The State Bank of Vietnam (SBV) set the reference rate for the Vietnamese dong at 23,295 Monday morning, leaving the dong at its lowest in recent history.
Some banks this morning raised the dollar's price to over VND23,800 for the first time ever.
Vietcombank, the country’s largest lender, sold the greenback for VND23,810, up more than 3.9 percent from the beginning of this year. This is the rate state-owned lender BIDV announced the same day. At VietinBank, the listed price was VND23,809.
The dollar price fluctuated less in the private banking sector, and some even reduced their selling price.
Techcombank,the country's largest private lender, raised the exchange rate to VND23,811, a slight increase from the end of last week. Eximbank kept the rate at VND23,790.
Dollar prices also increased on the unofficial market, selling at VND24,160 Monday.

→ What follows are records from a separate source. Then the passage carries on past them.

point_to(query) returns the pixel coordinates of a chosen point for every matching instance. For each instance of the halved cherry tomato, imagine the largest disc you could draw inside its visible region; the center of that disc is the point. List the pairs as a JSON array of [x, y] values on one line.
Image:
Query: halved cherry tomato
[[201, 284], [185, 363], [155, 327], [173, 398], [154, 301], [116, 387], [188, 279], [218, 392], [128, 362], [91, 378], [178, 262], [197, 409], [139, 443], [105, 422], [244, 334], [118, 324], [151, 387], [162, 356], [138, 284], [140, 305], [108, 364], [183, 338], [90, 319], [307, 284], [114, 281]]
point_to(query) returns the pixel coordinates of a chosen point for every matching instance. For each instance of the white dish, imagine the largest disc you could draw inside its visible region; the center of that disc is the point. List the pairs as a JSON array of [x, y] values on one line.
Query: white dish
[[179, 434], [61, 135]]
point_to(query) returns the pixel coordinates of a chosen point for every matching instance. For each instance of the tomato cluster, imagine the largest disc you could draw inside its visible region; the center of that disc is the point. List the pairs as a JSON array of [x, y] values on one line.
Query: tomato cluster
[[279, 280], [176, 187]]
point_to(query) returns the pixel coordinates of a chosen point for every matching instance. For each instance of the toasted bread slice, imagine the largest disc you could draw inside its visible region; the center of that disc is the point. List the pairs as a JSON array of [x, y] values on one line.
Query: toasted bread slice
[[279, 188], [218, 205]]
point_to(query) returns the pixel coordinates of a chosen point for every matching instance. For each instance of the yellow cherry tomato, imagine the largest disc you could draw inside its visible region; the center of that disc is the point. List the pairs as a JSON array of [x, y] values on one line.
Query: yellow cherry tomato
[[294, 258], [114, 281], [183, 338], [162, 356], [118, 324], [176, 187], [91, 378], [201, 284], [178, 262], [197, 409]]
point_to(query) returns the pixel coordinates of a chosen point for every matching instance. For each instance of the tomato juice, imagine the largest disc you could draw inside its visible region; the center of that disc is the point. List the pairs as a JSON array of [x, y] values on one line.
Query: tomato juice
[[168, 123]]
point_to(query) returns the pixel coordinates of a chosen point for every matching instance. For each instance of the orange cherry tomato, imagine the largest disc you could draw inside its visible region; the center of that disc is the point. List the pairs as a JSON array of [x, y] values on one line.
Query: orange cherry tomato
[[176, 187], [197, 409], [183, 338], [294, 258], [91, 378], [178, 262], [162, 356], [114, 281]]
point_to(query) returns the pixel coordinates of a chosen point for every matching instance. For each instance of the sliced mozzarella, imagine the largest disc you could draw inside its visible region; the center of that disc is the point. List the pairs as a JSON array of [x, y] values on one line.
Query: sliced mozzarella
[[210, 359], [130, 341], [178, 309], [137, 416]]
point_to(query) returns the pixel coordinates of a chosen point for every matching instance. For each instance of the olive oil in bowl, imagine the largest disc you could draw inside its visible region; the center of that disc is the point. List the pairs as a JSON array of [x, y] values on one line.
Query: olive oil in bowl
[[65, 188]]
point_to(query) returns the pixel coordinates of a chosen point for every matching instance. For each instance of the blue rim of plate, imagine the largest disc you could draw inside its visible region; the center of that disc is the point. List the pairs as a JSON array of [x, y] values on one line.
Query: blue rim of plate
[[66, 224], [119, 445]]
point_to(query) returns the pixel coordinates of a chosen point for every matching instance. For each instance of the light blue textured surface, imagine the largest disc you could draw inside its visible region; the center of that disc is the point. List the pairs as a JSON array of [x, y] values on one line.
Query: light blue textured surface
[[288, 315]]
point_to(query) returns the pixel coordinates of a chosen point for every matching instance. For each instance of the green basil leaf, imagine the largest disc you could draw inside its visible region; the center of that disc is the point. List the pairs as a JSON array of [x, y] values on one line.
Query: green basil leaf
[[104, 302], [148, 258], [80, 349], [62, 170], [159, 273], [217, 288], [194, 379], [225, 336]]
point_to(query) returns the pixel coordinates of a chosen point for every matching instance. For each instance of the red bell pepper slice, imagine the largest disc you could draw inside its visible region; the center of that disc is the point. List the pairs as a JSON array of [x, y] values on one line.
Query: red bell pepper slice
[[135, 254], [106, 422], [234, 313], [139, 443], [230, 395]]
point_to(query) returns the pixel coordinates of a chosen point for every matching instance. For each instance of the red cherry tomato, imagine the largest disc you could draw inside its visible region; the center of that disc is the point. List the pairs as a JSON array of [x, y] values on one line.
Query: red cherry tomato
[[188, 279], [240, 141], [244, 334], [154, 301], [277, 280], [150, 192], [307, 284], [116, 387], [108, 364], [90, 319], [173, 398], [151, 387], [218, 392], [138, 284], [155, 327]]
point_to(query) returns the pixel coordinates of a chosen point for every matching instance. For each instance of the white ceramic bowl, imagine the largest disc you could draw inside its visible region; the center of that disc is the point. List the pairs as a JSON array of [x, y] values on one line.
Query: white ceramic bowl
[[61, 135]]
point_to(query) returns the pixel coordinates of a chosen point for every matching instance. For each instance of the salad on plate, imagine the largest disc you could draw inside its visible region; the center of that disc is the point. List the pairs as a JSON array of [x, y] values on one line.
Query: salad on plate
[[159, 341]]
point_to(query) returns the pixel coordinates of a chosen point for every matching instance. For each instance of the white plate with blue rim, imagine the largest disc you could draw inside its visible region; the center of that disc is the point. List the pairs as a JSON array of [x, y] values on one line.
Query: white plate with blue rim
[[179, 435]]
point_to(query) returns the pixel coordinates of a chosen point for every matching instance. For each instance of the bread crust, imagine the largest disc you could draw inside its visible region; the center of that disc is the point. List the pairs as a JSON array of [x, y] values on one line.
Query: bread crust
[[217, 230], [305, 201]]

Interest rate hike is expected to further push the Dollar Index - which measures the strength of the dollar against a basket of international currencies. It is currently at 109.8 points, a 20-year high.

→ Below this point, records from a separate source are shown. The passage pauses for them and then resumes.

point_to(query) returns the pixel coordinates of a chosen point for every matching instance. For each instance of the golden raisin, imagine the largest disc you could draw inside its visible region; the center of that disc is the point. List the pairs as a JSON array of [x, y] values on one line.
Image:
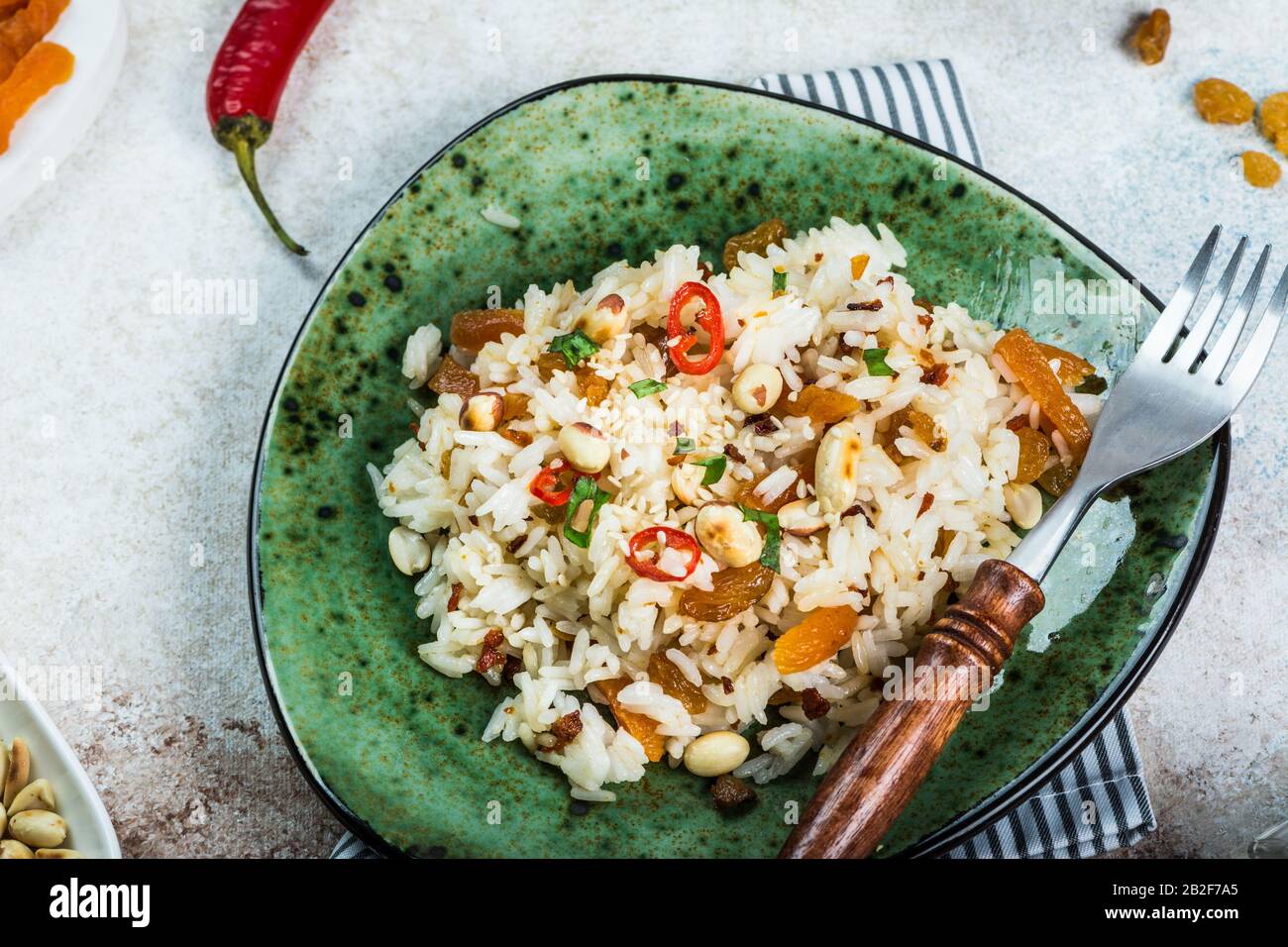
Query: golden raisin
[[734, 590], [756, 241], [1274, 120], [921, 424], [1034, 450], [1151, 37], [1260, 169], [475, 329], [673, 682], [593, 386], [454, 377], [1220, 102]]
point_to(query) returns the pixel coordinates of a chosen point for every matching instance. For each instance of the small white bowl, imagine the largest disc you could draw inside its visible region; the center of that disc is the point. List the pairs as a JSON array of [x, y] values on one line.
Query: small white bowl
[[94, 31], [89, 830]]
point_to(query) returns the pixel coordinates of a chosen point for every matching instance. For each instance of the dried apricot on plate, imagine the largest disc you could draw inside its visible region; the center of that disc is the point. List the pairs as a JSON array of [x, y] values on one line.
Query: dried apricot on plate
[[662, 671], [1073, 368], [1029, 365], [44, 67], [25, 29], [1260, 169], [734, 590], [823, 633], [475, 329], [1151, 37], [643, 728], [1220, 102]]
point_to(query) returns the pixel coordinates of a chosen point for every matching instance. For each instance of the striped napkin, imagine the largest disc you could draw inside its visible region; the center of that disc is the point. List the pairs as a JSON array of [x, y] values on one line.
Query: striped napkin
[[1098, 801]]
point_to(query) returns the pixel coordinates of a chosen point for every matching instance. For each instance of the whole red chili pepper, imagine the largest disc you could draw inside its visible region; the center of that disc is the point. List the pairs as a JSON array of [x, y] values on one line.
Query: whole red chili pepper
[[679, 339], [248, 77], [669, 538]]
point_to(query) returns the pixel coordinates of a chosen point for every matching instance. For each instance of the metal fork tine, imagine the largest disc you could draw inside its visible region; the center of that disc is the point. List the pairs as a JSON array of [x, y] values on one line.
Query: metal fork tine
[[1172, 320], [1258, 346], [1220, 354], [1202, 328]]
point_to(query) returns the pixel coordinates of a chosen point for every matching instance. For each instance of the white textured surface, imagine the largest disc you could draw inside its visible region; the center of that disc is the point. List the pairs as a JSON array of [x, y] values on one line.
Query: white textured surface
[[129, 436]]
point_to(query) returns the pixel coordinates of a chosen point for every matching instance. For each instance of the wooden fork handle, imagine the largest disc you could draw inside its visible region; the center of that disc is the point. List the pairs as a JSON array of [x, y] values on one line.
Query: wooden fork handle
[[883, 767]]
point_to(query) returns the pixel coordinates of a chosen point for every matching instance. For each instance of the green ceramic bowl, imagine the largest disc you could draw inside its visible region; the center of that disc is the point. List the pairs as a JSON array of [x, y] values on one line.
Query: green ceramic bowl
[[599, 169]]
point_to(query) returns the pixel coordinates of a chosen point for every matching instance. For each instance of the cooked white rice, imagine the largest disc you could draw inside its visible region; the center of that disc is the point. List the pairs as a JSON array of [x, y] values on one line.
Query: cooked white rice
[[578, 616]]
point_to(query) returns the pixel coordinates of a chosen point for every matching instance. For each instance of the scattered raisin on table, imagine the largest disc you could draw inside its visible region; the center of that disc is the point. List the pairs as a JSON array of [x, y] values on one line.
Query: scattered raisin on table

According to U.S. Federal Reserve Chairman Jerome Powell, the path to lower inflation will be slow and difficult. He stated that interest rates will remain high for some time in order to keep inflation at three times the Fed's 2% target.
Truong Van Phuoc, former acting chairman of National Financial Supervisory Commission, predicted that the FED would continue to hike interest rates on September 21. He said Vietnam must keep the exchange rate "stable" since it was an important front line tool in the fight against inflation. Currently, the U.S. dollar is used to pay for 60-70% of import-export contracts.
The dong has depreciated by more than 3.9% against the dollar since the beginning of the year, putting pressure on costs for enterprises that import raw materials and commodities and pay with the greenback.
Many businesses reported that the price of imported goods has increased by 1.5-2%, excluding the increase in shipping and other costs. Export firms will be under pressure from the higher costs of imported raw materials and accessories.